A Anvisa aprovou uso do Mounjaro para tratamento da apneia do sono em adultos com obesidade. A decisão foi assinada na última sexta-feira e publicada nesta segunda-feira no Diário Oficial da União. O Mounjaro tem como princípio ativo tirzepatida e já era aprovado no país para tratamento da diabetes tipo 2. De acordo com Eli Lilly, fabricante do medicamento, é primeiro fármaco validado como terapia para apneia do sono no Brasil.
A apneia obstrutiva do sono é distúrbio caracterizado por episódios repetidos de respiração irregular devido ao bloqueio completo ou parcial das vias aéreas superiores. Os principais sintomas incluem ronco, despertar recorrente e sonolência diurna. A decisão da Anvisa baseou-se em estudos clínicos demonstrando eficácia da tirzepatida no tratamento da apneia do sono.

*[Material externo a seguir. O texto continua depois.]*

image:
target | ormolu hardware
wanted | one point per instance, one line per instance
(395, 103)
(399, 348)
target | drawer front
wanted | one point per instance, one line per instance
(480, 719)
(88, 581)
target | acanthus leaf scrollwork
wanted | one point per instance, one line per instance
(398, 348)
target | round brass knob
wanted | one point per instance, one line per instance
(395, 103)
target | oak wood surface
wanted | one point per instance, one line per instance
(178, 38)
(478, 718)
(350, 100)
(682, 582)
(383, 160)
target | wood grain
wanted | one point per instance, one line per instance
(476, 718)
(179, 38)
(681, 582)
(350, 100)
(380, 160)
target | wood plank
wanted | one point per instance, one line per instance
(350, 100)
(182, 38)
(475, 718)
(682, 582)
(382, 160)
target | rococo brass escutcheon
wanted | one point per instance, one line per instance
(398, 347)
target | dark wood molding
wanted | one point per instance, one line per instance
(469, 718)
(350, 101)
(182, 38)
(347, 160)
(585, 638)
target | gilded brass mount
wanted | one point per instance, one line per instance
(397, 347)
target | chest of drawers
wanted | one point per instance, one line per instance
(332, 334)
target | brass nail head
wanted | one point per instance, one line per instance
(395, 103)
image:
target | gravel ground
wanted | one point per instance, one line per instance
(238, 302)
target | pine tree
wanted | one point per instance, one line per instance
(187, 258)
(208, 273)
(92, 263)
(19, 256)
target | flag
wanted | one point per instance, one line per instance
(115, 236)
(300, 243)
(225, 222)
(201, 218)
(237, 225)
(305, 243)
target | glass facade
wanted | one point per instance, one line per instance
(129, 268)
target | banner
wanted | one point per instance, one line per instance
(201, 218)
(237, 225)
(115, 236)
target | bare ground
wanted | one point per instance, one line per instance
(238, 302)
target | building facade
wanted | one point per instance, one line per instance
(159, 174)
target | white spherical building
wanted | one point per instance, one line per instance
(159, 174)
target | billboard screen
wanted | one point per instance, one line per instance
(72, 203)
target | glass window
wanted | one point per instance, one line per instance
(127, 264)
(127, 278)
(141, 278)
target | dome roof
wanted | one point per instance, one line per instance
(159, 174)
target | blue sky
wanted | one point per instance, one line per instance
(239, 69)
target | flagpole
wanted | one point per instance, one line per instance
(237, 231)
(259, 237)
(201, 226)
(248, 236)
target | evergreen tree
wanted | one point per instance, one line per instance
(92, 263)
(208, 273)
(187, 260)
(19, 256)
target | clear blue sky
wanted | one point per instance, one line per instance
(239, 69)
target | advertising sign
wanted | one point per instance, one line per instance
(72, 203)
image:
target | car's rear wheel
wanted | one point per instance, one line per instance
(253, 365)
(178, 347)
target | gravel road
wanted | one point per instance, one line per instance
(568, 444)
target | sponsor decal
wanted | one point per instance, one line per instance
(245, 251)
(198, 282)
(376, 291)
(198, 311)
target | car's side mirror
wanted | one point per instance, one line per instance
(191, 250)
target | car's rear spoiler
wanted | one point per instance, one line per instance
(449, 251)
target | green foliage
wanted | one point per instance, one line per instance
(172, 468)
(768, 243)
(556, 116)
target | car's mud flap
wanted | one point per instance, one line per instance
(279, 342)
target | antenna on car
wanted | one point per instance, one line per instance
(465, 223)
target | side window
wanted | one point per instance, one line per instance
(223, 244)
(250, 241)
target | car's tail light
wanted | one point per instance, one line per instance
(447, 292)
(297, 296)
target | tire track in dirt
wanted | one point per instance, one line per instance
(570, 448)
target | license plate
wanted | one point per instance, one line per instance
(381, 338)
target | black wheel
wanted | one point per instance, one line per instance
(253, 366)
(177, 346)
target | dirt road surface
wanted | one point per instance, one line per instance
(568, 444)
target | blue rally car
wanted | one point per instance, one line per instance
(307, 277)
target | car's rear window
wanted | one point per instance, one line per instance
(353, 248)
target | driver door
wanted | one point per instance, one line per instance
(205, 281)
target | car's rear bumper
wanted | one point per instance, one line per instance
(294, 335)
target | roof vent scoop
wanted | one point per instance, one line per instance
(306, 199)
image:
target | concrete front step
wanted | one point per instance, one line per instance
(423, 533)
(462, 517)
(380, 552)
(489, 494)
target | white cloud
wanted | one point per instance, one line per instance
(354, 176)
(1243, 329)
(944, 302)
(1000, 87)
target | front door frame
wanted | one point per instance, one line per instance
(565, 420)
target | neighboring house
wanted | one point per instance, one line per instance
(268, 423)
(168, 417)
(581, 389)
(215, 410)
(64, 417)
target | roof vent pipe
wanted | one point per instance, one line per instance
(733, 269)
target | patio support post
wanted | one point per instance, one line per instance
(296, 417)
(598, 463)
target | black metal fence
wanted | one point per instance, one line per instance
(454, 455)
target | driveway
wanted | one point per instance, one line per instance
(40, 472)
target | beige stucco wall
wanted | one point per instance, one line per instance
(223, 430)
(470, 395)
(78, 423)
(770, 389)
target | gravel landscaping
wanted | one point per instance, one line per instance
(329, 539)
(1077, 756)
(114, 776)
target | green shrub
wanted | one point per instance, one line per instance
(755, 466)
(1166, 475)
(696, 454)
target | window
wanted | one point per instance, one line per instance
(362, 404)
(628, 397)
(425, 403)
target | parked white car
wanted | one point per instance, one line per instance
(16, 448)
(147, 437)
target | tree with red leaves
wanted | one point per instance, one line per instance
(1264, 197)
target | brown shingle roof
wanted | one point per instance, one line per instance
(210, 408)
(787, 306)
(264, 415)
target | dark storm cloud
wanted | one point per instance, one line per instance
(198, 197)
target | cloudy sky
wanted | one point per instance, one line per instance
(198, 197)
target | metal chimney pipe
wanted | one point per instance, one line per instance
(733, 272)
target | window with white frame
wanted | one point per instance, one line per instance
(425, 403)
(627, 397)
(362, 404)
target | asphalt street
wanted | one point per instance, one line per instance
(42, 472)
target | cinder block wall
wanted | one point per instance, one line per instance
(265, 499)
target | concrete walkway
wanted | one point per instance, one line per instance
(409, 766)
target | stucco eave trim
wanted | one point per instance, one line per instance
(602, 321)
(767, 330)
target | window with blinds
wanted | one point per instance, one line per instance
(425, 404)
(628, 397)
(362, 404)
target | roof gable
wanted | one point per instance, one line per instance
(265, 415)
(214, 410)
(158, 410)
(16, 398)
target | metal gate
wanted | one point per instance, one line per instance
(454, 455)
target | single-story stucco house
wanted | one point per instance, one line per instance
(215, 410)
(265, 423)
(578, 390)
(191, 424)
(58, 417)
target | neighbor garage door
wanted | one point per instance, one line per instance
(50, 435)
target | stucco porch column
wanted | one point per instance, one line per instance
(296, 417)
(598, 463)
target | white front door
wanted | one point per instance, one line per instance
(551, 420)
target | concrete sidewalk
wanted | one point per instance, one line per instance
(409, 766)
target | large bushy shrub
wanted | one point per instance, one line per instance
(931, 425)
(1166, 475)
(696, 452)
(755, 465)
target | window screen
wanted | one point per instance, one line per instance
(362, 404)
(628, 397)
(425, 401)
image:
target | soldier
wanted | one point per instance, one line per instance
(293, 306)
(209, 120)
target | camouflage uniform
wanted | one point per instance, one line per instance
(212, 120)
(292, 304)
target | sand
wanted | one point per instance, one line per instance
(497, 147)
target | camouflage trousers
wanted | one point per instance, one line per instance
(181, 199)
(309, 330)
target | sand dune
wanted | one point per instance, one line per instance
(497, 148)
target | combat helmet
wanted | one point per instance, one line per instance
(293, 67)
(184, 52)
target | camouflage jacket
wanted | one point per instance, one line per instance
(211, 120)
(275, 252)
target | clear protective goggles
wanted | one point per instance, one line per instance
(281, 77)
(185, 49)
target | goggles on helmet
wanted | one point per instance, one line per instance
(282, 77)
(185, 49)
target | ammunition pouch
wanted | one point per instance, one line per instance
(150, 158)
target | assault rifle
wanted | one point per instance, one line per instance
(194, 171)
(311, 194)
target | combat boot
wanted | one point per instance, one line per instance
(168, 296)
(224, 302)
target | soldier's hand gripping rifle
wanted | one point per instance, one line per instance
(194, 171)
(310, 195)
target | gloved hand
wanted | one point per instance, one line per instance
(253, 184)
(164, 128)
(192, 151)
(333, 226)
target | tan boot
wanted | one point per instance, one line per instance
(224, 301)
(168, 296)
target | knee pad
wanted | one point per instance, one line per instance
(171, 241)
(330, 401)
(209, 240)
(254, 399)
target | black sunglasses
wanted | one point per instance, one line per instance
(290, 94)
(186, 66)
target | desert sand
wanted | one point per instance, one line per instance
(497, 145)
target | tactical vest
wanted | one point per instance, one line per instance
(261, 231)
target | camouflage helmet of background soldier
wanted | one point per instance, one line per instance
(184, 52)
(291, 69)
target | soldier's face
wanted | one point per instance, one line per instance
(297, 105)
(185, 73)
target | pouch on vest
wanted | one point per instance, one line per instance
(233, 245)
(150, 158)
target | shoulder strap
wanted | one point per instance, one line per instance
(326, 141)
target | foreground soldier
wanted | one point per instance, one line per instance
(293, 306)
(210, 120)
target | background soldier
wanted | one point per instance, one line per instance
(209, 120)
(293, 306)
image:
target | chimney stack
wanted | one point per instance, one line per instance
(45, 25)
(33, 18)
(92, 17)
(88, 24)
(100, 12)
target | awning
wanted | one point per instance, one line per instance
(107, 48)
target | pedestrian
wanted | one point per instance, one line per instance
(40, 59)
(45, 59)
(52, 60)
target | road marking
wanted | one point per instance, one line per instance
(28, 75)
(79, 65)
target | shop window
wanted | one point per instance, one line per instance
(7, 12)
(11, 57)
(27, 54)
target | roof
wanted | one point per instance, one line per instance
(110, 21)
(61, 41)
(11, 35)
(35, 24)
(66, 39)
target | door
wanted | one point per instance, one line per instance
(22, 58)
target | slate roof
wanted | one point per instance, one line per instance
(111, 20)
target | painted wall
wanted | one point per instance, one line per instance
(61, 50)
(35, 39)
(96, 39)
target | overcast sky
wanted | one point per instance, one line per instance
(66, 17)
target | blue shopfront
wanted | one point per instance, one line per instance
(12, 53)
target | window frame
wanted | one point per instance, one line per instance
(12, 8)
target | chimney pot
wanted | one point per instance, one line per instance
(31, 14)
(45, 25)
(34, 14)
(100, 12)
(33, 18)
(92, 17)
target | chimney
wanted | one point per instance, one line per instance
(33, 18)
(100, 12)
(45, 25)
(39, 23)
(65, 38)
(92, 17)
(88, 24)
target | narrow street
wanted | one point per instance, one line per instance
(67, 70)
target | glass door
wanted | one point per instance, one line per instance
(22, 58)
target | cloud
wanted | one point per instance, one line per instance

Pesquisa publicada em 2024 na revista científica New England Journal of Medicine comprovou que substância levou a redução significativa no número de interrupções respiratórias durante sono, melhorando qualidade de vida de milhões de pessoas afetadas. De acordo com farmacêutica, até 50% dos adultos em uso do medicamento deixaram de apresentar sintomas associados à apneia do sono.
Além de causar piora na qualidade do sono, apneia pode resultar em níveis reduzidos de oxigênio no sangue, frequentemente associado a maior risco de complicações cardiovasculares. Atualmente, tratamento mais comum é pressão contínua nas vias aéreas (CPAP), terapia utilizando máquina mantendo vias aéreas abertas durante sono evitando interrupções na respiração.
Com uso da tirzepatida, pesquisadores observaram que quantidade de interrupções no sono foi reduzida significativamente comparado aos voluntários recebendo placebo. Alguns pacientes tomando medicamento chegaram a ponto em que uso do CPAP pode não ser mais necessário. O uso da substância melhorou outros aspectos relacionados à apneia reduzindo fatores de risco de doenças cardiovasculares e peso corporal. Efeito colateral mais comum relatado foram problemas estomacais leves.